Azimuthal Anisotropy Of The Crust And Uppermost Mantle Beneath Alaska

This study presents an azimuthally anisotropic shear wave velocity model of the crust and uppermost mantle beneath Alaska, based on Rayleigh wave phase speed observations from 10 to 80 s period recorded at more than 500 broadband stations. We test the hypothesis that a model composed of two homogeneous layers of anisotropy can explain these measurements. This "Two-Layer Model" confines azimuthal anisotropy to the brittle upper crust along with the uppermost mantle from the Moho to 200 km depth. This model passes the hypothesis test for most of the region of study, from which we draw two conclusions. (a) The data are consistent with crustal azimuthal anisotropy being dominantly controlled by deformationally aligned cracks and fractures in the upper crust undergoing brittle deformation. (b) The data are also consistent with the uppermost mantle beneath Alaska and surroundings experiencing vertically coherent deformation.
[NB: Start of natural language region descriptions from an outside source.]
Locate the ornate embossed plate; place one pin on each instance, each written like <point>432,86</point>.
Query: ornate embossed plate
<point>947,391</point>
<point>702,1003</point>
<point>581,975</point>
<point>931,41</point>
The model resolves several prominent features. (1) In the upper crust, fast directions are principally aligned with the orientation of major faults. (2) In the upper mantle, fast directions are aligned with the compressional direction in compressional tectonic domains and with the tensional direction in tensional domains. (3) The mantle fast directions located near the Alaska-Aleutian subduction zone and the surrounding back-arc area form a toroidal pattern that is consistent with mantle flow directions predicted by recent geodynamical models. Finally, the mantle anisotropy is remarkably consistent with SKS fast directions, but to fit SKS split times, anisotropy must extend below 200 km depth across most of the study region.